Peut-on apprendre à jouer du kayamb en dehors de La Réunion ?
Oui, même si l’apprentissage en présentiel reste idéal. Le Conservatoire à Rayonnement Régional (CRR) de La Réunion propose des formations aux percussions créoles. Des associations culturelles réunionnaises en métropole organisent parfois des ateliers. En ligne, des musiciens comme Danyèl Waro ou Firmin Viry partagent des ressources pédagogiques.

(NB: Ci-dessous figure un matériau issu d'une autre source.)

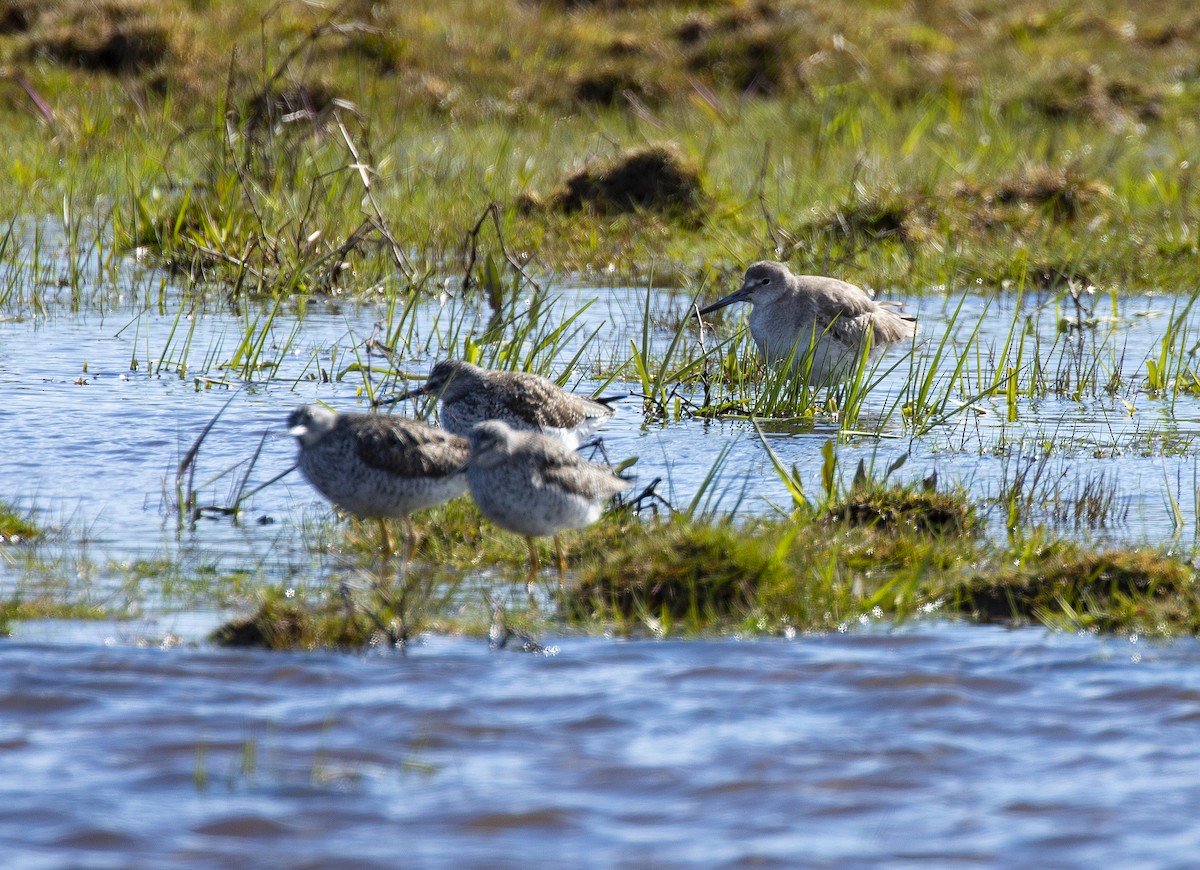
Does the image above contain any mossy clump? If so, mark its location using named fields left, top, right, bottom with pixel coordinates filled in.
left=1020, top=66, right=1163, bottom=124
left=552, top=145, right=704, bottom=216
left=827, top=485, right=979, bottom=535
left=0, top=503, right=41, bottom=544
left=28, top=2, right=178, bottom=76
left=569, top=521, right=787, bottom=628
left=954, top=167, right=1109, bottom=221
left=209, top=593, right=378, bottom=649
left=571, top=66, right=659, bottom=106
left=809, top=191, right=928, bottom=244
left=948, top=542, right=1200, bottom=634
left=676, top=2, right=802, bottom=96
left=0, top=595, right=113, bottom=637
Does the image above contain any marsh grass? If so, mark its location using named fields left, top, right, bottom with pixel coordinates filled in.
left=0, top=502, right=42, bottom=544
left=7, top=0, right=1200, bottom=646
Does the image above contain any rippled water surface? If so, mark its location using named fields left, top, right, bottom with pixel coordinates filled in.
left=0, top=624, right=1200, bottom=868
left=7, top=236, right=1200, bottom=868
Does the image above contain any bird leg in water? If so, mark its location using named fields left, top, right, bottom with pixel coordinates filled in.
left=554, top=532, right=566, bottom=589
left=402, top=514, right=416, bottom=565
left=377, top=517, right=392, bottom=560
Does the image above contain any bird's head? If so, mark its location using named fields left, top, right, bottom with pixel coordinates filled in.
left=700, top=260, right=792, bottom=314
left=288, top=404, right=337, bottom=448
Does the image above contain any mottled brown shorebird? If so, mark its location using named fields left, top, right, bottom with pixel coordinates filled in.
left=288, top=404, right=470, bottom=559
left=700, top=260, right=917, bottom=386
left=467, top=420, right=630, bottom=582
left=400, top=360, right=620, bottom=450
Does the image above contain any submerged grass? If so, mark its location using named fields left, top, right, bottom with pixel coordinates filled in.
left=7, top=0, right=1200, bottom=647
left=0, top=0, right=1200, bottom=296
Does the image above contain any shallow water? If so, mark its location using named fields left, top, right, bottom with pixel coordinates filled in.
left=0, top=242, right=1200, bottom=868
left=0, top=624, right=1200, bottom=868
left=0, top=274, right=1200, bottom=582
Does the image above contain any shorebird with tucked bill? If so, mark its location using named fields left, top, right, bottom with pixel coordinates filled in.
left=396, top=360, right=622, bottom=450
left=467, top=420, right=630, bottom=583
left=700, top=260, right=917, bottom=386
left=288, top=404, right=470, bottom=559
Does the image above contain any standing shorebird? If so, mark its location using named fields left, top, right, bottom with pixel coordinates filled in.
left=288, top=404, right=470, bottom=559
left=400, top=360, right=620, bottom=450
left=700, top=260, right=917, bottom=386
left=467, top=420, right=630, bottom=582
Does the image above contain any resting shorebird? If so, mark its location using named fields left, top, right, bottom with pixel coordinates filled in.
left=700, top=262, right=917, bottom=386
left=288, top=404, right=470, bottom=558
left=467, top=420, right=630, bottom=581
left=400, top=360, right=619, bottom=450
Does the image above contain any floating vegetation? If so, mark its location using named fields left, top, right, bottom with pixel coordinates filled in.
left=947, top=541, right=1200, bottom=635
left=551, top=145, right=704, bottom=215
left=0, top=502, right=41, bottom=544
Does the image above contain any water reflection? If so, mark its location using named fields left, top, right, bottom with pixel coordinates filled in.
left=0, top=624, right=1200, bottom=868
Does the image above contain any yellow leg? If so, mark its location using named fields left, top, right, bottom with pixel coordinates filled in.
left=403, top=514, right=416, bottom=565
left=526, top=535, right=541, bottom=610
left=554, top=532, right=566, bottom=587
left=377, top=517, right=392, bottom=558
left=526, top=535, right=541, bottom=583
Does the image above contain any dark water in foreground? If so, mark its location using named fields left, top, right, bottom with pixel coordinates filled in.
left=0, top=623, right=1200, bottom=868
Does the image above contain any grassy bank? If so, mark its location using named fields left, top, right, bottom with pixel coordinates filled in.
left=0, top=0, right=1200, bottom=648
left=0, top=0, right=1200, bottom=294
left=214, top=485, right=1200, bottom=649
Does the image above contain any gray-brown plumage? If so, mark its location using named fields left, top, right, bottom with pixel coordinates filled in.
left=700, top=260, right=917, bottom=385
left=467, top=420, right=630, bottom=580
left=404, top=360, right=616, bottom=450
left=288, top=404, right=470, bottom=557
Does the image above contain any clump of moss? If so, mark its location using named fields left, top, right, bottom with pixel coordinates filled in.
left=551, top=145, right=704, bottom=216
left=569, top=522, right=786, bottom=625
left=0, top=596, right=113, bottom=637
left=571, top=66, right=658, bottom=106
left=210, top=592, right=378, bottom=649
left=0, top=503, right=41, bottom=544
left=28, top=2, right=178, bottom=76
left=826, top=485, right=979, bottom=535
left=244, top=82, right=336, bottom=131
left=676, top=2, right=802, bottom=96
left=809, top=191, right=928, bottom=244
left=949, top=544, right=1200, bottom=632
left=954, top=167, right=1109, bottom=221
left=1021, top=66, right=1163, bottom=124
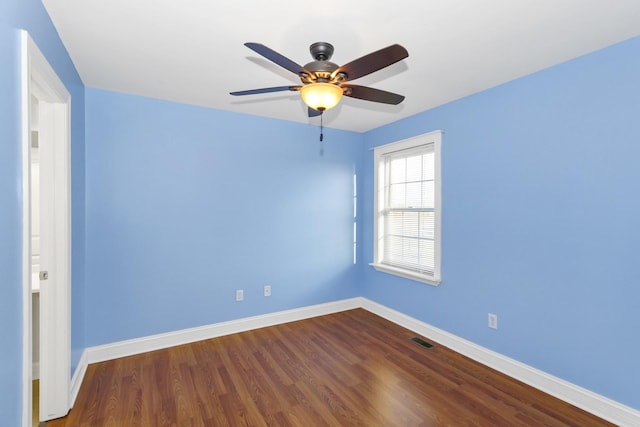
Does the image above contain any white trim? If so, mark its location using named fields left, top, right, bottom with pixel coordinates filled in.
left=369, top=130, right=443, bottom=286
left=362, top=298, right=640, bottom=427
left=20, top=30, right=71, bottom=427
left=20, top=31, right=33, bottom=427
left=69, top=350, right=89, bottom=407
left=72, top=297, right=640, bottom=427
left=87, top=298, right=361, bottom=363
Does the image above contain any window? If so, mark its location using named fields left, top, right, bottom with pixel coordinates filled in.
left=371, top=131, right=442, bottom=285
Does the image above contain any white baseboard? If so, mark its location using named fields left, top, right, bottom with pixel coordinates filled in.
left=69, top=349, right=89, bottom=408
left=71, top=297, right=640, bottom=426
left=362, top=298, right=640, bottom=426
left=87, top=298, right=361, bottom=363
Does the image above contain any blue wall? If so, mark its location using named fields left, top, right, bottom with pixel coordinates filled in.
left=0, top=0, right=84, bottom=426
left=0, top=0, right=640, bottom=425
left=86, top=89, right=362, bottom=345
left=362, top=38, right=640, bottom=409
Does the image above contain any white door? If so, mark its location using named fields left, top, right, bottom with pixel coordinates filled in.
left=22, top=32, right=71, bottom=426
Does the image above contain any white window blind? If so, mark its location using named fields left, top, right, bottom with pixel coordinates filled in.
left=373, top=132, right=440, bottom=284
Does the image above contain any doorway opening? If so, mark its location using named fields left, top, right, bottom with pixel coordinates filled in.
left=21, top=31, right=71, bottom=427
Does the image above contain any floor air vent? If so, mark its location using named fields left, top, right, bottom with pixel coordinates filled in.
left=411, top=337, right=434, bottom=348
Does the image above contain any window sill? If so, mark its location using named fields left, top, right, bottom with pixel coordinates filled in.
left=369, top=262, right=441, bottom=286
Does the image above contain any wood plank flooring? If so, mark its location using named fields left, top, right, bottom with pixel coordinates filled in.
left=47, top=309, right=612, bottom=427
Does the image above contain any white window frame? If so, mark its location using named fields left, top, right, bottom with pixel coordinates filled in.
left=370, top=131, right=442, bottom=286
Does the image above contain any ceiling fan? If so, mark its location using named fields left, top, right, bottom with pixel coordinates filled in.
left=231, top=42, right=409, bottom=117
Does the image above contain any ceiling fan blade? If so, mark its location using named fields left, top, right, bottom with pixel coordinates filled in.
left=333, top=44, right=409, bottom=80
left=229, top=86, right=300, bottom=96
left=308, top=107, right=322, bottom=117
left=341, top=85, right=404, bottom=105
left=244, top=42, right=306, bottom=75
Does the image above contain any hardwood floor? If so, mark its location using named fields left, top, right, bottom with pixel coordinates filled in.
left=47, top=309, right=612, bottom=427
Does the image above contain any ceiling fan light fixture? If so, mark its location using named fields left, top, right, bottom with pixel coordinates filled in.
left=300, top=83, right=343, bottom=111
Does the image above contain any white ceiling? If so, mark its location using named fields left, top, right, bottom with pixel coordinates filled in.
left=42, top=0, right=640, bottom=132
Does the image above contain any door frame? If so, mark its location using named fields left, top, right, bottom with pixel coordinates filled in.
left=20, top=30, right=71, bottom=427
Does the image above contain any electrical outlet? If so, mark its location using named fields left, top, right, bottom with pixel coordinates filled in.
left=487, top=313, right=498, bottom=329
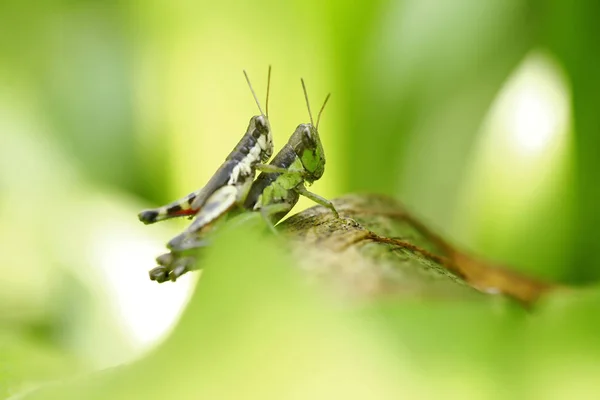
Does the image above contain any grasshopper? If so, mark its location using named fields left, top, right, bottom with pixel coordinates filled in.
left=150, top=79, right=339, bottom=283
left=138, top=66, right=273, bottom=225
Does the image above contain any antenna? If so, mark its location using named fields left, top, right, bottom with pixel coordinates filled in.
left=265, top=65, right=271, bottom=118
left=300, top=78, right=315, bottom=126
left=244, top=70, right=265, bottom=115
left=315, top=93, right=331, bottom=130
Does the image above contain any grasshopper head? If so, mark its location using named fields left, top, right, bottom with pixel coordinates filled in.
left=250, top=115, right=273, bottom=162
left=289, top=124, right=325, bottom=183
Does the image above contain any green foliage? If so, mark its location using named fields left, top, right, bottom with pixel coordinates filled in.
left=0, top=0, right=600, bottom=399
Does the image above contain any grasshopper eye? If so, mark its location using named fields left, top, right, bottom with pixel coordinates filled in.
left=303, top=125, right=312, bottom=142
left=255, top=115, right=267, bottom=130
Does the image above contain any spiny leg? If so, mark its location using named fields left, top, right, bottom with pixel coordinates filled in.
left=148, top=248, right=205, bottom=283
left=138, top=192, right=198, bottom=225
left=255, top=164, right=306, bottom=176
left=295, top=184, right=340, bottom=218
left=260, top=203, right=293, bottom=235
left=167, top=186, right=238, bottom=251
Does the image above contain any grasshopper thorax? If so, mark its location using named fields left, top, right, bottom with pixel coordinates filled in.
left=248, top=115, right=273, bottom=162
left=288, top=124, right=325, bottom=183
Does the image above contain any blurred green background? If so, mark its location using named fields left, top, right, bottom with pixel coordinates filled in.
left=0, top=0, right=600, bottom=399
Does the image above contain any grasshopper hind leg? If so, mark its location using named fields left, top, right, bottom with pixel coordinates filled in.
left=138, top=192, right=198, bottom=225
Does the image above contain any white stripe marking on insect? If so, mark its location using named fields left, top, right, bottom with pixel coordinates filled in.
left=227, top=143, right=261, bottom=185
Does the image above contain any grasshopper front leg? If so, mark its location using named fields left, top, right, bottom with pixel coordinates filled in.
left=295, top=183, right=340, bottom=218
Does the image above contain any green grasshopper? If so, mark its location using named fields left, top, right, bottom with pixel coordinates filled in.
left=150, top=79, right=339, bottom=283
left=138, top=67, right=273, bottom=224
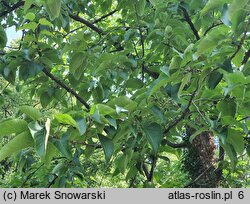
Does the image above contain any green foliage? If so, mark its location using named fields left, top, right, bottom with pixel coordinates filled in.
left=0, top=0, right=250, bottom=187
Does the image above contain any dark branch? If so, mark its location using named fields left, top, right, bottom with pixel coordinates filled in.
left=215, top=146, right=225, bottom=181
left=69, top=13, right=105, bottom=35
left=0, top=1, right=24, bottom=18
left=164, top=89, right=197, bottom=134
left=230, top=19, right=250, bottom=60
left=92, top=10, right=118, bottom=24
left=43, top=68, right=90, bottom=110
left=142, top=163, right=149, bottom=180
left=203, top=22, right=223, bottom=36
left=148, top=156, right=157, bottom=182
left=63, top=10, right=117, bottom=38
left=164, top=139, right=188, bottom=148
left=180, top=6, right=200, bottom=40
left=241, top=49, right=250, bottom=65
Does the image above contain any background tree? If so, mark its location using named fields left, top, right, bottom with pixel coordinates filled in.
left=0, top=0, right=250, bottom=187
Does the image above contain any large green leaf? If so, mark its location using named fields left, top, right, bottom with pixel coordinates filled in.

Sionsia propose ponctuellement des ateliers lors de ses événements. La transmission du maloya reste avant tout orale et corporelle — le meilleur apprentissage se fait en jouant avec d’autres.
Quels instruments sont communs au maloya et au séga réunionnais ?
Le kayamb (ou maravanne à Maurice) est joué dans les deux musiques. Le triangle est également présent dans les deux styles. Le pikèr peut accompagner maloya et séga piqué. En revanche, certains instruments sont spécifiques : le roulèr et le bobre appartiennent au maloya traditionnel, tandis que la ravanne (tambourin à lapo cabri) est plus associée au séga. L’accordéon diatonique (ralé-poussé) est typique du séga typique réunionnais.
Le tambour malbar est-il utilisé dans le maloya ?
Le tambour malbar est avant tout associé aux cérémonies tamoules (pèlerinage tamoul) et aux communautés indiennes de La Réunion. Il peut apparaître dans certaines formes de maloya syncrétique lors de servis kabaré mêlant influences malgaches et indiennes. Son cadre métallique et sa peau de chèvre le distinguent du roulèr. Il témoigne de la diversité des apports indiens (Malabar et Zarab) dans la culture réunionnaise, souvent moins visibles que les apports africains.